Willie Mays doc premieres on HBO, HBO Max

November 9th, 2022

NEW YORK -- Nearly 70 World Series have passed since made The Catch, maybe the greatest play in baseball history, in the 1954 Fall Classic. Now Mays' legendary career has come to life for a new generation of baseball fans.

The documentary "Say Hey, Willie Mays!" premiered tonight on HBO and HBO Max.

Directed by Nelson George, the documentary features black-and-white and color footage of Mays' career from the MLB archives, plus interviews with Mays, as well as many of his fellow baseball greats, from Barry Bonds and Reggie Jackson to Giants teammates Juan Marichal and Orlando Cepeda.

"I wanted nine guys on that field to play together," Mays says in the film. "Once we play together, we can win."

"Willie Mays is one of the greatest athletes of the 20th century, full stop," George said at a screening of the film in New York City last month. "You've got Ali, you've got Jordan … well, Willie Mays is in that discussion. The film is partly a way to reintroduce him to this newer generation."

Mays, now 91 years old, hit 660 home runs in his Hall of Fame career and was one of MLB's first Black superstars, becoming an icon in both New York and San Francisco. On the field, Mays was a two-time NL MVP and a 24-time All-Star, and he led the Giants to the 1954 World Series title. Beyond that, he was a key figure in the integration of the sport and bringing Major League Baseball from the East Coast to the West Coast.

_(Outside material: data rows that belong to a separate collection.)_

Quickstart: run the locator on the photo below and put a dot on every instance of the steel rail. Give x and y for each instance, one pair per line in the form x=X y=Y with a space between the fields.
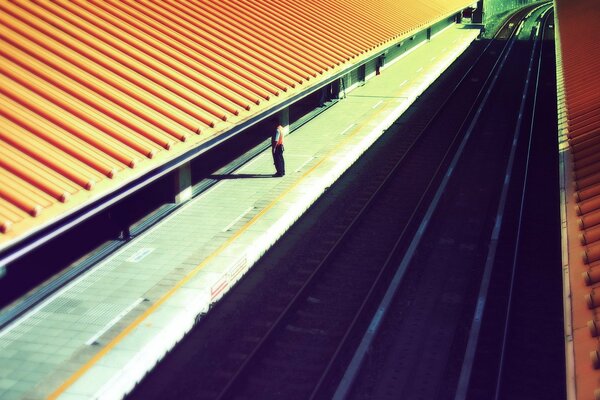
x=241 y=370
x=540 y=38
x=345 y=385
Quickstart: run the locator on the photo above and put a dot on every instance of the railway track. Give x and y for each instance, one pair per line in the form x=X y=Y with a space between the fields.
x=297 y=341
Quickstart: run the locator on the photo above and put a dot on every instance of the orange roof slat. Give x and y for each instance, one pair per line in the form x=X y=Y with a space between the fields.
x=67 y=27
x=578 y=60
x=98 y=65
x=121 y=31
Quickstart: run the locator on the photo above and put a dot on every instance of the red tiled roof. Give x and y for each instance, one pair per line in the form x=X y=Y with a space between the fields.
x=96 y=93
x=578 y=63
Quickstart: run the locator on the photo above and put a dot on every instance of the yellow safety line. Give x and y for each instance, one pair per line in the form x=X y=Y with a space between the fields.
x=110 y=345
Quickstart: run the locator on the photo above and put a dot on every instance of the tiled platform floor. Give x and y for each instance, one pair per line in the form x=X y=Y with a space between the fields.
x=100 y=334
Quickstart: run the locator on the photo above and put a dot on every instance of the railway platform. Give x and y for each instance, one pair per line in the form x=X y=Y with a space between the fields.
x=100 y=334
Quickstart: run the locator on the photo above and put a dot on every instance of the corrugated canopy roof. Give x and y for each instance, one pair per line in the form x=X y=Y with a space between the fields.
x=95 y=93
x=578 y=63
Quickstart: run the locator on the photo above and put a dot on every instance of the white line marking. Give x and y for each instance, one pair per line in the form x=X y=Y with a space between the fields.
x=112 y=322
x=347 y=129
x=140 y=254
x=305 y=162
x=237 y=219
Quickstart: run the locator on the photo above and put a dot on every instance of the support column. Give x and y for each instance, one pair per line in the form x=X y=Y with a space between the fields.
x=183 y=183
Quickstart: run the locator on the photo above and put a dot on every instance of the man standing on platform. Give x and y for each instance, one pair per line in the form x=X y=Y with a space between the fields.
x=277 y=149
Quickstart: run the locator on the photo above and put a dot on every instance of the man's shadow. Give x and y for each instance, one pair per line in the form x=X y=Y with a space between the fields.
x=240 y=176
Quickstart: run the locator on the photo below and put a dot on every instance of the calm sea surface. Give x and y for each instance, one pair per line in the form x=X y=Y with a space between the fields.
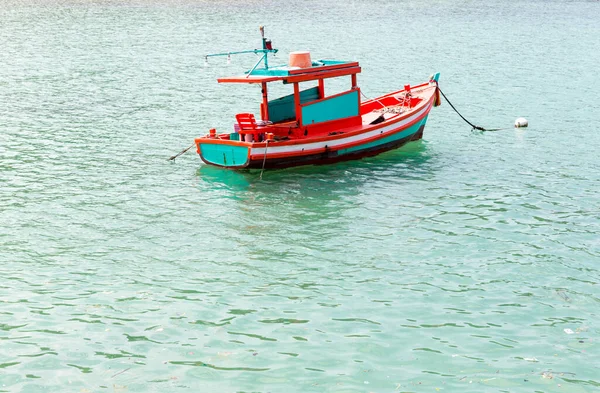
x=466 y=262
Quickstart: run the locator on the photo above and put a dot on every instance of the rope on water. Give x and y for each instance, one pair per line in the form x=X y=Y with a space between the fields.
x=180 y=153
x=478 y=128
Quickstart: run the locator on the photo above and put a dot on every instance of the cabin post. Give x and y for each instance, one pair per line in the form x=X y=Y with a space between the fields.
x=264 y=113
x=297 y=103
x=355 y=87
x=321 y=89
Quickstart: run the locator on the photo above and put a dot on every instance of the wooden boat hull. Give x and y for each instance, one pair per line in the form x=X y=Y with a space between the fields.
x=337 y=145
x=413 y=133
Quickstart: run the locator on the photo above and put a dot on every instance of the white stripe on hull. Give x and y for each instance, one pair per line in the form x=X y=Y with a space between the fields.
x=332 y=144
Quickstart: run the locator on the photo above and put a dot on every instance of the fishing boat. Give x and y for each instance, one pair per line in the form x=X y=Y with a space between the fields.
x=310 y=126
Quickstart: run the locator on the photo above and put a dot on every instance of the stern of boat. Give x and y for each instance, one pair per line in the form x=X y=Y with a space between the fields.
x=223 y=153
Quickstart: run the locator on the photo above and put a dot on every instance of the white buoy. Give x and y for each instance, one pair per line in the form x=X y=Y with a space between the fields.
x=521 y=122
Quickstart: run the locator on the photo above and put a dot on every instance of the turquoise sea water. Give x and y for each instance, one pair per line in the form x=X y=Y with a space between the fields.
x=466 y=262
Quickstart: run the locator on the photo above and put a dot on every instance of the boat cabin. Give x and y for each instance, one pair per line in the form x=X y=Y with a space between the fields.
x=305 y=113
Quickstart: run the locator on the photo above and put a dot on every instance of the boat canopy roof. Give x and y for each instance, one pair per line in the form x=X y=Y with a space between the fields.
x=320 y=69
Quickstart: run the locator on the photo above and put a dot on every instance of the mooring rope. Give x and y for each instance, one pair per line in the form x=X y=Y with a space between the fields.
x=172 y=158
x=478 y=128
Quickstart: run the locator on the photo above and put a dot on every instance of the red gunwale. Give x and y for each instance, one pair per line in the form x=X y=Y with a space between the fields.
x=339 y=147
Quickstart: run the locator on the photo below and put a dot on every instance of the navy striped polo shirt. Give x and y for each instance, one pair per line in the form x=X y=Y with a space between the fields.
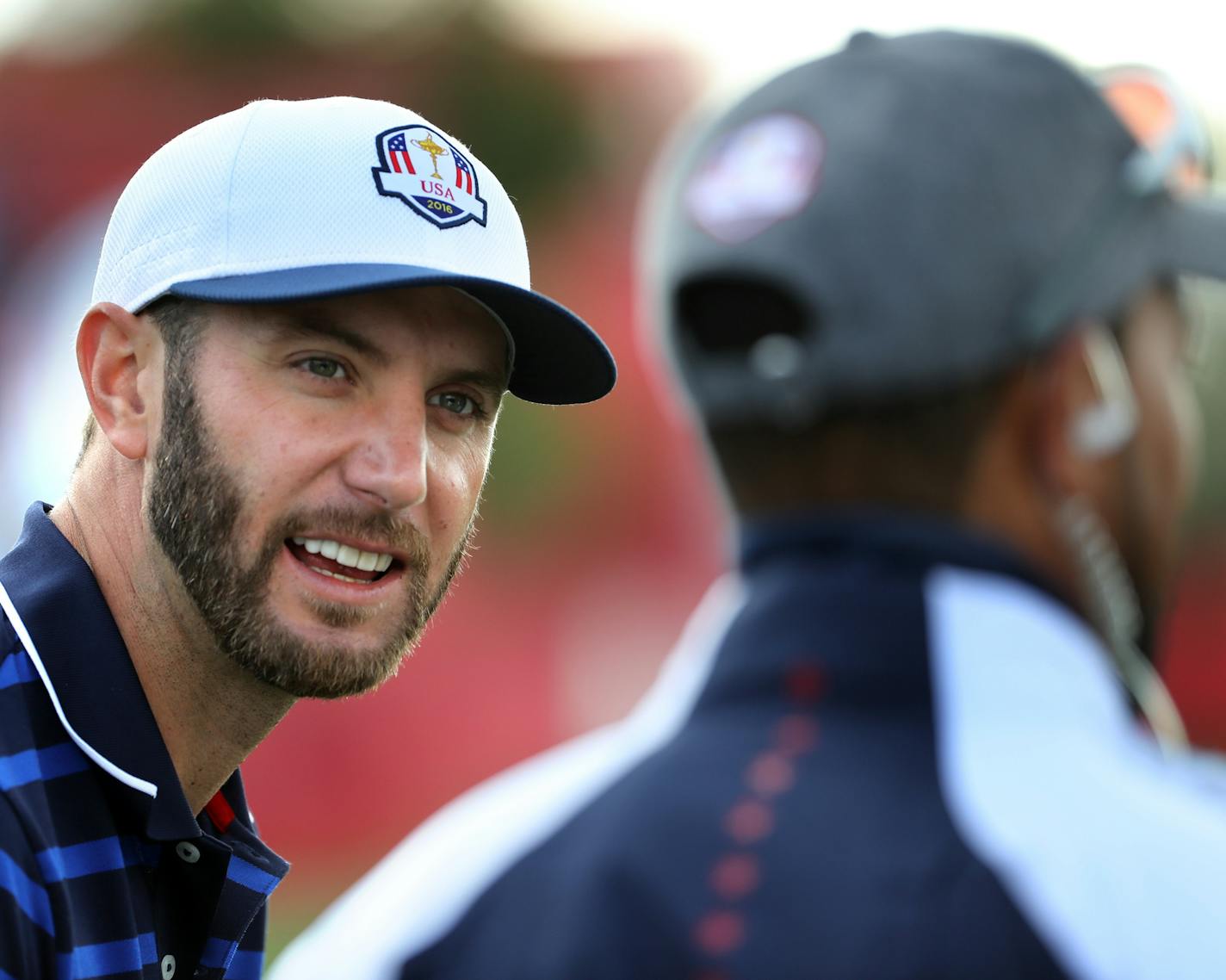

Mays' son, Michael, attended the premiere and spoke about how "Say Hey, Willie Mays!" brought his father's life to the screen.

"Dad's 91, so there are never enough stories about him for us. This is his time," Mays said.

"I thought they put [his story] in perspective in a way that hadn't been done before."

The filmmakers -- George and producers Colin Hanks and Sean Stuart -- worked with MLB and the Giants to interview Mays and acquire the footage of his playing days.

"The fact that we were actually able to get Willie to be a part of it was incredibly unique," Hanks said. "I'm of the younger generation that never got a chance to see Willie play. I think it's incredibly important for younger fans to learn what an absolute legend he was on the field."

"The footage that they have in those archives, wow," George said. "What I think was really great is, we were able to get a lot of great color footage. We were able to try to make Willie feel like a contemporary figure. We did obviously have great black-and-white, but I feel like the color footage we were able to get of the Giants and the Dodgers in that era really brings it to life for younger people."

Colin Hanks, Michael Mays, Bob Costas and Nelson George attend the film's premiere.

George -- and he wasn't the only one -- said the highlight of making the documentary was getting the chance to interview Mays.

"Talking to Willie -- you're sitting across from Willie Mays," George said. "I realized as we were talking that, 'Wow, I'm talking to this icon, but he could be my uncle or my grandfather.'"

George grew up watching Mays, and making the documentary helped him bring some of his childhood baseball memories back to life.

"I must have been about 12 years old," George recalled. "I was watching the Game of the Week on NBC, Reds against the Giants at Candlestick Park. Guy hits the ball up the gap in right-center field. Willie goes up, jumps over Bobby Bonds, catches the ball, crashes into the fence, comes down and holds onto the ball.

"I remember that vividly from when I was a kid. So the fact that I could talk to Willie about it was amazing. And then when I mentioned it to Barry Bonds -- Barry was in the ballpark when it happened. So it took a moment that was very important to me already, and it got so enriched, and got so much more nuance."

The documentary also goes back to Mays' early days, before he was a star with the Giants. The filmmakers went to Birmingham, Ala., where Mays played for the Birmingham Black Barons of the Negro American League in 1948. They even spoke to Mays' Negro Leagues teammate Bill Greason.

"You really get to understand where he came from and who he was, being down there in Birmingham," Stuart said.

From the day he debuted for the New York Giants on May 25, 1951, at age 20, Mays captivated the baseball world. He was a baseball player like the sport had never seen before. He made plays look easy that for other Major Leaguers were impossible.

"When you watch some of the footage, you think it's sped up, but he's running in regular time. Willie was so fast," George said. "Just those little bits of magic that he put in the game, we tried to capture that in the film."